平壌郊外で暮らすよど号ハイジャックグループとの縁により、数回にわたって訪朝した著者の北朝鮮印象記。
金王朝という(社会主義という衣を着た)絶対王権の原型は、毛沢東の中国だと思う。
粛清に次ぐ粛清によって自分を絶対的なカリスマに祭り上げるやり方は、金日成が毛沢東から学んだものだろう。
毛沢東にそれを教えたのは、スターリンである。
スターリン-毛沢東-金日成と受け継がれていったのは、絶対主義の系譜だけではない。
誤りを誤りと認めず、最高指導者の的はずれな思いつき的施策を国民に強制し、結果責任は適当なスケープゴートに負わせる。
無謬神話の否定は即、国家の崩壊につながるから、誰かが血祭りにあげられる必要があるのだろう。
しかし独裁者のほとんどは有能でない。
ない知恵をいくら絞っても、まともな知恵は出てこない。
農業も工業も崩壊し、飢えた民衆の不満をそらすには、独裁をさらに強化する他ない。
現在の中国やベトナムにはまだ、反政府の意思表示が存在する余地がある。
外見的には混乱しているように見えても、いずれはソフトに政権交替が行われて、共産党支配が終焉に向かうだろう。
北朝鮮で労働党が瓦解するときには、旧日本軍の一部がそうだったように、「一億玉砕」的な動きや民衆を巻き込んだ指導者の自死など、東アジアを巻き込んだかなりの混乱が考えられる。

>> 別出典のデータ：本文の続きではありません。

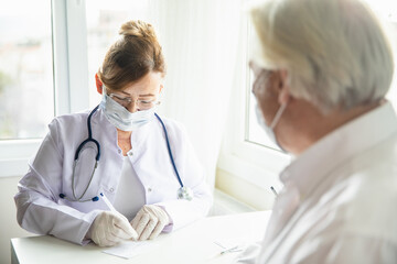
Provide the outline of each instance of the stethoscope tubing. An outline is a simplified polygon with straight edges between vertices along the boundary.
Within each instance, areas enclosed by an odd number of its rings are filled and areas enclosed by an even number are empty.
[[[99,108],[99,105],[97,107],[95,107],[93,109],[93,111],[88,114],[88,118],[87,118],[87,129],[88,129],[88,138],[83,141],[77,150],[76,150],[76,153],[75,153],[75,157],[74,157],[74,163],[73,163],[73,174],[72,174],[72,193],[73,193],[73,197],[74,199],[71,199],[68,197],[66,197],[64,194],[60,194],[60,197],[62,199],[66,199],[66,200],[69,200],[69,201],[97,201],[98,200],[98,196],[95,196],[93,197],[92,199],[82,199],[84,197],[84,195],[86,194],[86,191],[88,190],[90,184],[92,184],[92,180],[94,178],[94,174],[95,174],[95,170],[98,166],[98,163],[99,163],[99,158],[100,158],[100,144],[98,141],[96,141],[94,138],[93,138],[93,131],[92,131],[92,124],[90,124],[90,120],[92,120],[92,117],[93,114],[98,110]],[[178,168],[176,168],[176,165],[175,165],[175,162],[174,162],[174,158],[173,158],[173,155],[172,155],[172,152],[171,152],[171,145],[170,145],[170,140],[169,140],[169,135],[168,135],[168,132],[167,132],[167,128],[165,128],[165,124],[164,122],[161,120],[161,118],[159,117],[159,114],[154,113],[155,118],[160,121],[161,123],[161,127],[164,131],[164,135],[165,135],[165,142],[167,142],[167,148],[168,148],[168,153],[169,153],[169,156],[170,156],[170,160],[171,160],[171,164],[172,164],[172,167],[175,172],[175,175],[176,175],[176,178],[178,178],[178,182],[181,186],[181,189],[183,189],[183,183],[182,183],[182,179],[178,173]],[[85,190],[83,191],[83,194],[77,198],[76,195],[75,195],[75,185],[74,185],[74,180],[75,180],[75,167],[76,167],[76,164],[77,164],[77,161],[78,161],[78,155],[82,151],[82,148],[84,147],[85,144],[87,144],[88,142],[94,142],[96,147],[97,147],[97,155],[95,157],[95,166],[94,166],[94,169],[93,169],[93,173],[90,175],[90,178],[88,180],[88,184],[85,188]]]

どんな体裁に扮していようが、独裁国家に、いかなる未来もない。
以上は、『北朝鮮は、いま』や『北朝鮮現代史』などを読んで、想像できることである。
本書が「98%は嘘」と言っているのは、市場経済を自明のものとしている「日本」人にとって、北朝鮮の「社会主義」経済は容易に理解し難い部分が多いということのようである。
それはもっともなことだろう。
「日本」ではどうあれ、コッチではこうなのだと言われれば、なるほどと理解するのがオトナの対応であって、他国のやり方をことさら異常視するのは、自分の視野狭窄をさらけ出すことでしかない。
北朝鮮にとって、最も苦しい時代は過去のものになったのかもしれない。
しかし、労働党支配が続けば、いずれまた経済崩壊が訪れるだろう。
この社会主義国家の崩壊が、ドラスチックでないことを祈るのみだ。